In Kristina’s case, this shift in our approach to her book launch campaign led to her becoming a four-time best-selling author.
Fewer shortcuts, more connection
Here are a few things I would strongly recommend if you are working towards the book launch:
- Separate your promotion period from the launch period. No matter if you have a team or you’re going solo, writing a book and promoting one are very different kinds of mindsets.
- Give yourself at least three to four months from completing the final draft until the launch date. This time allows you to build those real relationships or get your existing connections on board to support you with the launch.
- Don’t chase after influencers with huge numbers, focus on people you you know would 100% resonate with your message.
- Create an advanced readers club: It might look just like a Telegram group or a WhatsApp chat where you give people “behind the scenes of your launch progress.” It goes without saying that personal connection is a first step before adding contacts to advanced readers. Those would be your closest supporters.

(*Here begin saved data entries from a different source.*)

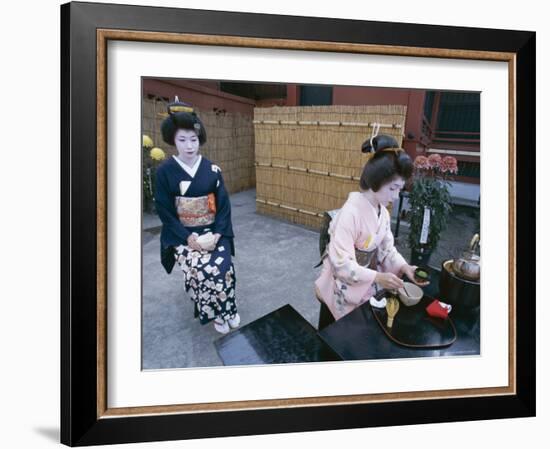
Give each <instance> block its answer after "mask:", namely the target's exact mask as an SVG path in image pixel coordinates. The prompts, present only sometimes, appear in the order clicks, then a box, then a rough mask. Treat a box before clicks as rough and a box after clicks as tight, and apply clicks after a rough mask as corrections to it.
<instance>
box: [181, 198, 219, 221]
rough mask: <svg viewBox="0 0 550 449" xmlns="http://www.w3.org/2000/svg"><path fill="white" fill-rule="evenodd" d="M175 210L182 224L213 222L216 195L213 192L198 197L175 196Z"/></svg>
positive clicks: (214, 210)
mask: <svg viewBox="0 0 550 449" xmlns="http://www.w3.org/2000/svg"><path fill="white" fill-rule="evenodd" d="M176 210H177V213H178V217H179V220H180V222H181V224H183V225H184V226H189V227H196V226H207V225H210V224H212V223H214V219H215V217H216V197H215V196H214V194H213V193H209V194H208V195H206V196H198V197H187V196H177V197H176Z"/></svg>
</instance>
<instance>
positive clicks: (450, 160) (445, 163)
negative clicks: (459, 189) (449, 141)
mask: <svg viewBox="0 0 550 449" xmlns="http://www.w3.org/2000/svg"><path fill="white" fill-rule="evenodd" d="M441 171H442V172H443V173H447V172H449V173H455V174H456V173H458V163H457V162H456V159H455V158H454V157H452V156H445V157H444V158H443V159H442V161H441Z"/></svg>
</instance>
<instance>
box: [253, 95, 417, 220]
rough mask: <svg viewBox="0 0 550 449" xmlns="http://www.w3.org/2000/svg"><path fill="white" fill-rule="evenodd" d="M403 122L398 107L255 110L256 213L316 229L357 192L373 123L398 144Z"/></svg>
mask: <svg viewBox="0 0 550 449" xmlns="http://www.w3.org/2000/svg"><path fill="white" fill-rule="evenodd" d="M405 118H406V106H403V105H388V106H299V107H274V108H256V109H254V134H255V147H256V180H257V182H256V195H257V196H256V201H257V211H258V212H259V213H264V214H268V215H271V216H275V217H278V218H282V219H285V220H288V221H290V222H293V223H299V224H302V225H305V226H308V227H312V228H315V229H319V228H320V225H321V222H322V218H321V217H322V214H323V212H324V211H327V210H332V209H337V208H340V207H341V206H342V204H343V203H344V201H345V200H346V198H347V196H348V194H349V192H352V191H357V190H359V178H360V176H361V172H362V169H363V166H364V165H365V163H366V162H367V160H368V158H369V155H366V154H364V153H362V152H361V145H362V144H363V142H364V141H365V140H367V139H368V138H370V137H371V134H372V130H373V125H374V123H378V124H381V127H380V130H379V134H389V135H392V136H393V137H395V138H396V139H397V142H398V143H399V145H402V137H403V127H404V123H405Z"/></svg>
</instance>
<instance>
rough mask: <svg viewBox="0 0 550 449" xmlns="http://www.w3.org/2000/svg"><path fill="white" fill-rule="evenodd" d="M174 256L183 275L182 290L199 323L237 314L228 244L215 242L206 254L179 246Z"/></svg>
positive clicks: (234, 288) (234, 273)
mask: <svg viewBox="0 0 550 449" xmlns="http://www.w3.org/2000/svg"><path fill="white" fill-rule="evenodd" d="M225 243H227V241H226V242H225ZM226 248H227V249H226ZM175 259H176V261H177V263H178V264H179V266H180V268H181V270H182V272H183V273H184V275H185V276H184V278H185V289H186V291H187V292H188V294H189V298H190V299H191V300H192V301H194V302H195V304H196V311H197V313H198V317H199V319H200V321H201V323H203V324H205V323H207V322H209V321H211V320H212V319H214V318H216V317H218V316H221V317H222V318H224V319H228V318H230V317H231V316H234V315H235V313H237V305H236V301H235V270H234V268H233V262H232V261H231V255H230V254H229V245H227V244H224V245H219V246H218V247H217V248H215V249H214V250H213V251H211V252H208V253H206V254H205V253H204V252H203V253H201V252H198V251H194V250H191V248H190V247H189V246H187V245H185V246H184V245H180V246H179V247H178V248H177V249H176V253H175Z"/></svg>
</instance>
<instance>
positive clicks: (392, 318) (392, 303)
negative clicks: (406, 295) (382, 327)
mask: <svg viewBox="0 0 550 449" xmlns="http://www.w3.org/2000/svg"><path fill="white" fill-rule="evenodd" d="M398 311H399V301H398V299H397V298H394V297H391V298H389V299H388V302H387V303H386V312H387V313H388V322H387V324H386V326H387V327H390V328H391V327H392V326H393V319H394V318H395V315H397V312H398Z"/></svg>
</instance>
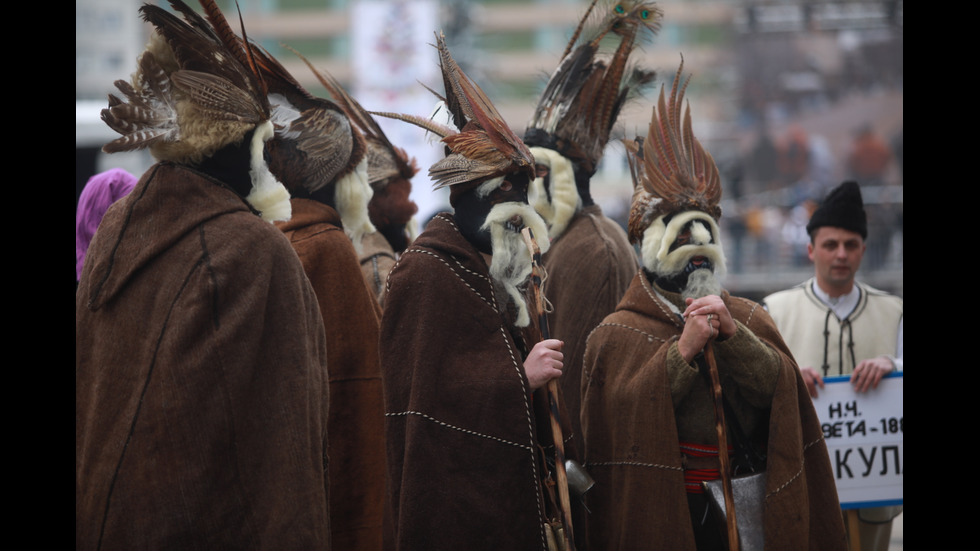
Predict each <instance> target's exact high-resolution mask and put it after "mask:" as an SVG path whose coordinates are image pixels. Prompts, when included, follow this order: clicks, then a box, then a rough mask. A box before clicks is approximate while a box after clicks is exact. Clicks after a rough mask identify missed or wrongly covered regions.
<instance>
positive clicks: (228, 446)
mask: <svg viewBox="0 0 980 551" xmlns="http://www.w3.org/2000/svg"><path fill="white" fill-rule="evenodd" d="M327 408H328V403H327V377H326V350H325V343H324V338H323V322H322V320H321V317H320V312H319V309H318V308H317V304H316V299H315V297H314V295H313V289H312V288H311V287H310V284H309V282H308V281H307V279H306V276H305V275H303V270H302V266H301V265H300V263H299V260H298V259H297V258H296V253H295V252H294V251H293V249H292V248H291V247H290V246H289V243H288V242H287V241H286V239H285V238H284V237H283V236H282V233H280V232H279V231H278V230H276V228H275V227H273V225H272V224H269V223H268V222H265V221H263V220H261V219H260V218H259V217H258V216H257V214H256V213H255V212H254V211H252V210H251V208H250V207H249V205H248V204H247V203H246V202H245V201H244V200H243V199H242V198H241V197H240V196H238V195H237V194H235V193H234V192H232V191H231V190H230V189H229V188H227V187H225V186H224V184H222V183H221V182H218V181H217V180H214V179H212V178H210V177H208V176H205V175H204V174H201V173H199V172H196V171H194V170H191V169H189V168H187V167H183V166H179V165H173V164H170V163H159V164H156V165H154V166H153V167H151V168H150V169H149V170H148V171H147V172H146V173H145V174H144V175H143V177H142V178H141V180H140V182H139V184H138V185H137V187H136V188H135V189H134V190H133V192H132V193H131V194H130V195H129V196H127V197H126V198H124V199H122V200H120V201H119V202H118V203H116V204H115V205H113V207H112V208H111V209H110V210H109V212H108V213H107V214H106V217H105V219H103V221H102V224H101V226H100V227H99V230H98V231H97V232H96V236H95V239H94V240H93V242H92V246H91V248H90V249H89V253H88V258H87V259H86V263H85V270H84V271H83V273H82V278H81V282H80V284H79V288H78V291H77V294H76V296H75V548H76V549H80V550H89V549H124V550H130V549H277V550H278V549H296V550H308V549H324V550H325V549H330V540H329V537H330V534H329V521H328V517H327V514H328V510H327V509H328V505H327V500H328V496H327V481H326V477H325V476H324V473H325V470H326V468H327Z"/></svg>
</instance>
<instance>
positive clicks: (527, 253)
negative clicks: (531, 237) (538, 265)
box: [481, 202, 550, 327]
mask: <svg viewBox="0 0 980 551" xmlns="http://www.w3.org/2000/svg"><path fill="white" fill-rule="evenodd" d="M515 215H519V216H520V217H521V218H522V219H523V221H524V225H525V226H527V227H529V228H531V232H532V233H533V234H534V235H547V233H548V232H547V226H546V225H545V222H544V219H543V218H541V216H540V215H539V214H538V213H537V212H535V211H534V209H533V208H531V206H530V205H528V204H527V203H518V202H513V203H500V204H498V205H494V206H493V208H491V209H490V213H489V214H488V215H487V219H486V221H485V222H484V223H483V226H482V227H481V229H489V230H490V242H491V245H492V247H493V256H492V258H491V261H490V277H491V278H493V280H494V281H495V282H496V283H497V284H499V285H501V286H502V287H503V288H504V290H505V291H506V292H507V295H508V296H510V298H511V299H512V300H513V301H514V304H515V305H516V306H517V321H515V322H514V325H516V326H518V327H527V326H528V325H529V324H530V323H531V318H530V315H529V314H528V311H527V303H526V301H525V300H524V295H523V294H522V293H521V290H520V288H519V287H520V285H522V284H524V282H525V281H527V278H528V276H530V275H531V251H529V250H528V248H527V245H526V244H525V243H524V237H523V236H522V235H521V234H520V233H518V232H515V231H514V230H512V229H509V228H507V226H506V224H507V222H508V221H509V220H510V219H511V218H513V217H514V216H515ZM549 246H550V242H549V241H548V239H541V240H539V242H538V248H540V249H541V253H542V254H544V253H545V252H547V250H548V247H549Z"/></svg>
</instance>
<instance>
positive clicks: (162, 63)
mask: <svg viewBox="0 0 980 551" xmlns="http://www.w3.org/2000/svg"><path fill="white" fill-rule="evenodd" d="M201 3H202V5H204V6H205V9H206V11H207V12H208V18H207V19H205V18H204V17H202V16H201V15H199V14H197V13H196V12H194V11H193V10H192V9H190V8H189V7H188V6H187V5H186V4H185V3H184V2H182V1H180V0H170V5H171V6H172V7H173V8H174V9H175V10H176V11H178V12H180V13H181V14H182V15H183V16H184V20H181V19H180V18H179V17H177V16H175V15H174V14H171V13H170V12H167V11H166V10H164V9H163V8H160V7H158V6H155V5H151V4H145V5H143V6H142V7H140V14H141V15H142V17H143V19H144V20H145V21H147V22H149V23H151V24H152V25H153V26H154V31H155V32H154V33H153V34H152V35H151V37H150V41H149V43H148V44H147V47H146V50H145V51H144V52H143V53H142V54H141V55H140V57H139V61H138V67H137V70H136V72H135V73H134V74H133V77H132V82H126V81H124V80H117V81H116V82H115V85H116V88H118V89H119V91H120V92H121V94H122V96H123V98H119V97H117V96H115V95H113V94H109V107H108V108H106V109H103V110H102V120H103V121H105V123H106V124H107V125H109V127H110V128H112V129H113V130H115V131H116V132H118V133H120V134H122V136H121V137H119V138H117V139H115V140H113V141H111V142H109V143H107V144H105V145H104V146H103V148H102V150H103V151H105V152H106V153H116V152H121V151H132V150H137V149H147V148H148V149H149V150H150V153H151V154H153V156H154V157H156V158H157V159H159V160H161V161H172V162H176V163H182V164H190V165H197V164H200V163H201V162H202V161H204V160H205V159H207V158H209V157H211V156H212V155H214V154H215V153H216V152H217V151H219V150H221V149H223V148H225V147H226V146H228V145H231V144H237V143H240V142H241V141H242V139H243V138H244V137H245V136H246V135H247V134H248V133H249V132H252V131H254V134H253V137H252V143H251V177H252V186H253V187H252V192H251V194H250V195H249V196H248V197H246V200H248V201H249V203H251V204H252V206H253V207H255V208H256V209H257V210H259V211H261V212H262V216H263V218H265V219H267V220H270V221H271V220H281V219H287V218H289V202H288V199H289V194H288V192H286V190H285V189H283V188H282V185H281V184H280V183H279V182H278V181H276V179H275V177H273V176H272V174H271V173H269V171H268V167H267V166H266V164H265V160H264V158H263V148H264V143H265V141H266V140H268V139H269V138H270V137H271V136H272V125H271V123H269V117H270V113H271V109H270V105H269V101H268V98H267V95H266V87H265V82H264V81H263V80H262V78H261V76H260V75H259V74H258V73H257V72H256V70H255V66H254V63H253V60H252V57H251V51H250V50H249V49H248V48H245V47H243V46H242V43H240V42H236V41H232V40H229V39H228V37H229V36H234V32H233V31H232V30H231V28H230V26H229V25H228V23H227V21H225V19H224V17H223V16H221V13H220V11H217V7H216V6H215V5H214V3H213V1H206V0H201ZM242 33H243V34H244V29H243V31H242Z"/></svg>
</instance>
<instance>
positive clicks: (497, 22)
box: [75, 0, 903, 296]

- Give your advanced readers early access. This is the genuine way to get Amazon reviews on day one of your launch. If they’ve read a few of your chapters or a whole book before the launch, you can ask them to drop a review within the first 24 hours. Amazon would reward you with better visibility.
A genuine community that’s truly interested in your book’s message is more valuable than any shortcuts or tricks, even if it’s a small group of people. These real connections with your readers will take you much farther in the long run.